Anyways, we were just opening the garage door when …yep, you guessed it. A police car was just waiting in our driveway.
“Going somewhere, Bob?” Officer Banes was there, his rather large belly hanging over his belt buckle. His handlebar mustache hung over his upper lip, almost daring anyone close enough to tap the tips of it to see if he really did wax it up each morning as the town rumors told. His thumbs hung in his beltloops- he didn’t have to be upset or agitated, and we all knew it. Officer Banes was never truly scary looking. Every kid in town I’d known had grown up with him as a kind of constant, vigilant presence. Not so much a boogeyman as a watchful guard who wouldn’t give you any trouble if you didn’t start any, but worse news for you than the four horsemen of the apocalypse if you did start something. More than one town drunk had found out the hard way that if you lipped off to him or didn’t show respect, he wouldn’t hesitate to pull out his nightstick and give you a sound attitude adjustment in the leg, elbow, gut or (in very, very extreme cases) a rap on your noggin.
Jenny Farkle’s dad had been on a hundred-dollar bender when he’d made the big mistake of telling Officer Banes just where he could shove his nightstick, and then pulled out a knife to emphasize the point. Officer Banes took issue with Mister Farkle’s characterization of the situation, and had two of his officers first disarm him, and then hold him while Officer Banes adjusted Mister Farkle’s knees, elbows, gut, groin and the right side of his head before dropping him just over the county line at midnight, and told him never to come back. Jenny Farkle hadn’t been upset about this; quite the opposite, in fact. She smiled every day for a week and blossomed that year. And while her mom never got divorced from him (they were hellfire Baptists), Jenny and her mom became shining stars in town for their volunteer work and other social circle events without “Mister Drunkle” sucking away their money and souls.
Yeah, Officer Banes could use that force of nature inside him for good. But it didn’t mean you didn’t have to worry when he stopped at your driveway.
Dad smiled at him. “Stay here,” he said. “Don’t get out of this car unless he or I tell you to.”
“Okay,”
Dad got out, still smiling. “Officer Banes!” he said with a jaunty air as he climbed out of the driver’s seat and sauntered down the driveway. “Good thing you caught us! We were just going to do a little hunting for the weekend.”
“Really? You don’t have to work, Bob?”
“Playing hooky, Ed. You know . . .” Dad started talking low. Then Officer Banes talked even lower. I wished I could be a fly around them and hear what they said, but after just a few seconds Officer Banes started laughing, looking over at me, then laughing again. Were we in the clear?
Pop came back a few minutes later. Officer Banes was still in our driveway, writing something down on a pad of paper.

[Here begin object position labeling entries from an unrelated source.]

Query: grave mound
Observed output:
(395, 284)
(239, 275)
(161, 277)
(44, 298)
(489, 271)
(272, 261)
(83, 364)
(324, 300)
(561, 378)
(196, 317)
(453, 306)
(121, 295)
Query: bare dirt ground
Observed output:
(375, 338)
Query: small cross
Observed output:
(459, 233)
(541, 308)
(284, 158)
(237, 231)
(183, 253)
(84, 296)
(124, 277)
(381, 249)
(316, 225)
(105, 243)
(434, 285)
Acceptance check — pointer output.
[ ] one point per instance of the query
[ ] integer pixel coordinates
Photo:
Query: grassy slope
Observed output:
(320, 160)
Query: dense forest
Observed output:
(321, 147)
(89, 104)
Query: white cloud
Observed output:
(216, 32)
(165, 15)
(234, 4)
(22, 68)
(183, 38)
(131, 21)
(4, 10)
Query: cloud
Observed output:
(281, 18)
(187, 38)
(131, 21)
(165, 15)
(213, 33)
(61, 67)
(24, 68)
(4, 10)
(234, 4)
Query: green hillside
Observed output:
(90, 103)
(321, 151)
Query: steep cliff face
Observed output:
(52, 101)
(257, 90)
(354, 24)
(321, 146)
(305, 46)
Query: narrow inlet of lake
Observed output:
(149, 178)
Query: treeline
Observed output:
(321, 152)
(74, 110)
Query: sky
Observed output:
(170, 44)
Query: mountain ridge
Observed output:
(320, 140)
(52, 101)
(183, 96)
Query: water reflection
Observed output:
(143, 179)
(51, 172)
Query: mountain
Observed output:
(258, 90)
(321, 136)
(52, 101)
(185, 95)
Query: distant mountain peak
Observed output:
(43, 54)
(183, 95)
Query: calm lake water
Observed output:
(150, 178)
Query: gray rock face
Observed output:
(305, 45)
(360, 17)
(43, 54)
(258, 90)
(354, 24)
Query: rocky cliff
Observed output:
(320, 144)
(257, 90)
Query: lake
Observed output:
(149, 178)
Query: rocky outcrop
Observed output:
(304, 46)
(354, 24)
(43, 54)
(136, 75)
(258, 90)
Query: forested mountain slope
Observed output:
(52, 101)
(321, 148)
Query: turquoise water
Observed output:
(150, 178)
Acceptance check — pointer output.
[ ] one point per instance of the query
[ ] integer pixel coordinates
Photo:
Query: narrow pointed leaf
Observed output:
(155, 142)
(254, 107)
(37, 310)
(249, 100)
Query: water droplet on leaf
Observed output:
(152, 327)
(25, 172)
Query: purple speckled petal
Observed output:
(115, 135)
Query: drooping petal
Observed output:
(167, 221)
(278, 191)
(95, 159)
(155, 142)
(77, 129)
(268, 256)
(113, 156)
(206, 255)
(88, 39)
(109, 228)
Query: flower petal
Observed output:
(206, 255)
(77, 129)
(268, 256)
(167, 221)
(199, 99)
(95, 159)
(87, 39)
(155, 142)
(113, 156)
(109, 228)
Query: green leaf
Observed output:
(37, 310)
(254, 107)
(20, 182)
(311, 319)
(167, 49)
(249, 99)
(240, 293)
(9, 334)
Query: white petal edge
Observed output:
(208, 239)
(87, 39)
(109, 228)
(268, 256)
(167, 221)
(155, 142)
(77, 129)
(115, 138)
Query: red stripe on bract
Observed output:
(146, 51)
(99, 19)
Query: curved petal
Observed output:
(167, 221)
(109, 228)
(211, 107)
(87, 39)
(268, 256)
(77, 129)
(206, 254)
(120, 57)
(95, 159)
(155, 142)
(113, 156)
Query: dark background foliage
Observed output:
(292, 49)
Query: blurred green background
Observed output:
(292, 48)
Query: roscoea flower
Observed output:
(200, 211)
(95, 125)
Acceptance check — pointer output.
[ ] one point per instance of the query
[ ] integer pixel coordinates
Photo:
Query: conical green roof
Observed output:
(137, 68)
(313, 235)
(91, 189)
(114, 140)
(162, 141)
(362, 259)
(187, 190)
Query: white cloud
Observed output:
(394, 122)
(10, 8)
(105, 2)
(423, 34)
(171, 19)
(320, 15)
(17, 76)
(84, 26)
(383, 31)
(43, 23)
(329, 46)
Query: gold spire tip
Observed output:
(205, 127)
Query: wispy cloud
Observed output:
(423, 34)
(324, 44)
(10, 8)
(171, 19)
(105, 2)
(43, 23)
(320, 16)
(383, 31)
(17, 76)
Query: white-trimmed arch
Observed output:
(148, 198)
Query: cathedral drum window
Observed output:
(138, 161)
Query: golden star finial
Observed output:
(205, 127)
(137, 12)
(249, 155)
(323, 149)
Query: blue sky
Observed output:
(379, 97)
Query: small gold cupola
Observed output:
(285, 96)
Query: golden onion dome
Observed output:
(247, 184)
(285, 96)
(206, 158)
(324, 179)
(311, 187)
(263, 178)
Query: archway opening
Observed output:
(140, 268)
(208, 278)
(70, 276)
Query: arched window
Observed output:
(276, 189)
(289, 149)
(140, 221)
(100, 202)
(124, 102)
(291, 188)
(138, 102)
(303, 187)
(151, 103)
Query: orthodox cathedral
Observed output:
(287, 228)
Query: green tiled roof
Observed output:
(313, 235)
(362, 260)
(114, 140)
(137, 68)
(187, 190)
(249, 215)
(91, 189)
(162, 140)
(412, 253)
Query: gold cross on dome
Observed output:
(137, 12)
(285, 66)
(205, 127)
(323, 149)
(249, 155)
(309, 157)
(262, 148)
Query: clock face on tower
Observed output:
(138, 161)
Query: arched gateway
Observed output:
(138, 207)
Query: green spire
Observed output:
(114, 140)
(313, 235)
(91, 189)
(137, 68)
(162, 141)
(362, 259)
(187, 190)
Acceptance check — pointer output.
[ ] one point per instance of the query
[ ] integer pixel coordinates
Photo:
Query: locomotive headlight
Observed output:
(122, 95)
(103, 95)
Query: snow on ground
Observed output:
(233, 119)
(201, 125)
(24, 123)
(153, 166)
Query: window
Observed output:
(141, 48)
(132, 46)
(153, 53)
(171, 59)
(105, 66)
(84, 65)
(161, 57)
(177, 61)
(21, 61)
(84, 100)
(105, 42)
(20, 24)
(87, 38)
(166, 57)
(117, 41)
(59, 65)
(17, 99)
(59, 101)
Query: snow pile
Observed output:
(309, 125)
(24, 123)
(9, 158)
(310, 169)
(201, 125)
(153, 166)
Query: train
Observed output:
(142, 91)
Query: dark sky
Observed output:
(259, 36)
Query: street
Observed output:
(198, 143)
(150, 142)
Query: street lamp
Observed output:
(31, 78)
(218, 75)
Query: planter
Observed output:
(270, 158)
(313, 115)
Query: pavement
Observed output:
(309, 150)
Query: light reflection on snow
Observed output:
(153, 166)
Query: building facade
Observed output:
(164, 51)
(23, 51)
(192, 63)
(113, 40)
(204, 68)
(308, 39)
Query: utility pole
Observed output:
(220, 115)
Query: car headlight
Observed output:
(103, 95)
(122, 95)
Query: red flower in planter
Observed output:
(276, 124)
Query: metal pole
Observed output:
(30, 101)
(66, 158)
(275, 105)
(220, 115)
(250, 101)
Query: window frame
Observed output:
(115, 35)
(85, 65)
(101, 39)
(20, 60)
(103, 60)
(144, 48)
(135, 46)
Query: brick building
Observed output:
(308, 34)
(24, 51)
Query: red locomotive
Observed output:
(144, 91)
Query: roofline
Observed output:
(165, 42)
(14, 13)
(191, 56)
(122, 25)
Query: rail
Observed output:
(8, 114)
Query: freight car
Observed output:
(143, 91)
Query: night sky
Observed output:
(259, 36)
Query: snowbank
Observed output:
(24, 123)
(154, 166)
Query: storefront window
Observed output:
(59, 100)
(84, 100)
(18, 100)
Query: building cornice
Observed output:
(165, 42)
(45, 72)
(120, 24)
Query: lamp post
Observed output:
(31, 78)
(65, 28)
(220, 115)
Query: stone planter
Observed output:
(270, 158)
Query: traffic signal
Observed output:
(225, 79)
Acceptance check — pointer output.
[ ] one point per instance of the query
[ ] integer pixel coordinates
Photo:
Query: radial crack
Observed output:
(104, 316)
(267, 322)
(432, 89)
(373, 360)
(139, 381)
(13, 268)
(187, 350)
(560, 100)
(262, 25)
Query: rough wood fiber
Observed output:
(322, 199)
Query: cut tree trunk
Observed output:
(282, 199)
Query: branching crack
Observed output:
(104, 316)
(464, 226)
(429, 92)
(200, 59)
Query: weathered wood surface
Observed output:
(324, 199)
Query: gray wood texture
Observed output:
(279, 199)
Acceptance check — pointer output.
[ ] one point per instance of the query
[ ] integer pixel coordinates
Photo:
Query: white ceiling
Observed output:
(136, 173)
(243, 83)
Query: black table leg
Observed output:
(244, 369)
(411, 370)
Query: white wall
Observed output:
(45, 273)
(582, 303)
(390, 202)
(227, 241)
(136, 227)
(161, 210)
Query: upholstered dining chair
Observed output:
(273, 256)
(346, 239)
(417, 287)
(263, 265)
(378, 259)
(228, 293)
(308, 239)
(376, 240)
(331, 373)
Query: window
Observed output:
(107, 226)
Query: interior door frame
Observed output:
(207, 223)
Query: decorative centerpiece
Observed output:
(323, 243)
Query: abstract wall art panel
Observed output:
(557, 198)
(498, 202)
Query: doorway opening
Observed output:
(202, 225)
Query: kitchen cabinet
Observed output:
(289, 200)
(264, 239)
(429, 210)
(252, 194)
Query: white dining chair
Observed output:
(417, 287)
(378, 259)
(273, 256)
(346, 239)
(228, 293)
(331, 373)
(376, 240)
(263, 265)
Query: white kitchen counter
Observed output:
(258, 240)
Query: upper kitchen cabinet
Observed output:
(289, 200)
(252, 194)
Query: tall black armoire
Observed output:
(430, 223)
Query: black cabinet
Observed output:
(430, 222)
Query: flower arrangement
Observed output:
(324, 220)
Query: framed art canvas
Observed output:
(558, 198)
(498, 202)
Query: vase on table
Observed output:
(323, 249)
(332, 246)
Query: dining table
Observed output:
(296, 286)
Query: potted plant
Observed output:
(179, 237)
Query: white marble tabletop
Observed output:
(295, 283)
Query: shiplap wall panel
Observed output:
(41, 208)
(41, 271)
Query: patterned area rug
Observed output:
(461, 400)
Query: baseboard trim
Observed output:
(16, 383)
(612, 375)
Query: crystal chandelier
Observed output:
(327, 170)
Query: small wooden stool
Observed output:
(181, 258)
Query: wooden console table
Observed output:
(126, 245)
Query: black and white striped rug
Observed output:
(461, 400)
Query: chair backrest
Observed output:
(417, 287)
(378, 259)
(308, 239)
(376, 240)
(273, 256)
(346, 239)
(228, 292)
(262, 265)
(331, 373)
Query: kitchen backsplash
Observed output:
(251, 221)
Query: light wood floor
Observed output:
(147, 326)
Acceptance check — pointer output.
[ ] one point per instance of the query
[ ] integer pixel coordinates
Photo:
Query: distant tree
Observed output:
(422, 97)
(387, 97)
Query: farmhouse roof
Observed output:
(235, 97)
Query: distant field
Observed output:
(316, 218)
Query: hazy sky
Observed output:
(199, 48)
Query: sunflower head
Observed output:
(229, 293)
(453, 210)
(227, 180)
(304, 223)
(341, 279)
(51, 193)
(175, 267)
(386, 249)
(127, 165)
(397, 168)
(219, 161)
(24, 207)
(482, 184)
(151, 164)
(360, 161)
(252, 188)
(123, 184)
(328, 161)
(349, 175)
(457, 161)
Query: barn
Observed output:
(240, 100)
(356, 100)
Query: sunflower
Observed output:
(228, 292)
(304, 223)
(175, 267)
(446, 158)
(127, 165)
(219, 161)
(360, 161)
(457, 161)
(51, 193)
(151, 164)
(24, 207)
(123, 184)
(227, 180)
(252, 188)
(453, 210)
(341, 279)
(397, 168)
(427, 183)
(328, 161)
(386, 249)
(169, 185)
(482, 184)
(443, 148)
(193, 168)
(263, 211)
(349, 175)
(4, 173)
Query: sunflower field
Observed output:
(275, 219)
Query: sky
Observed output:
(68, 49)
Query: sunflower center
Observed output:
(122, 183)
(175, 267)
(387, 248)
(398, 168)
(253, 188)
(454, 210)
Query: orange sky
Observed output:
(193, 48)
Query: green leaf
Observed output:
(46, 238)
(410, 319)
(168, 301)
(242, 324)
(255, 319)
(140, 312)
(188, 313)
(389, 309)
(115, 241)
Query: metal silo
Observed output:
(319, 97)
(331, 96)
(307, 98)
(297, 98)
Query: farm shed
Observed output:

“Well?” I asked when Dad got back in the pickup truck.
“I told him I was forcing you to go on a hunting trip, make you do something a little more masculine besides going into that shed all the time and tinkering with your wings.”
“Dad!”
“Just shut it. We’re fine. Banes and I go way back. He’s got a nephew who’d rather knit than shoot anything, so he gets it. You just act all eager to go hunting when he comes up to the door in a few seconds, and . . .”
A shadow loomed over me. Officer Banes was in our garage, his gut pushing up against the door. He looked down at me, smiling.
“Roll this down, wouldja boy?” he said.
I pumped my arm in a circle as I rolled the window. Boy, Jane, I am so glad I don’t hafta do that now, with my arm in the shape it’s in! God bless the man who invented power windows, you know? Well, I rolled it down and Officer Banes just looked me in the eye for a few seconds.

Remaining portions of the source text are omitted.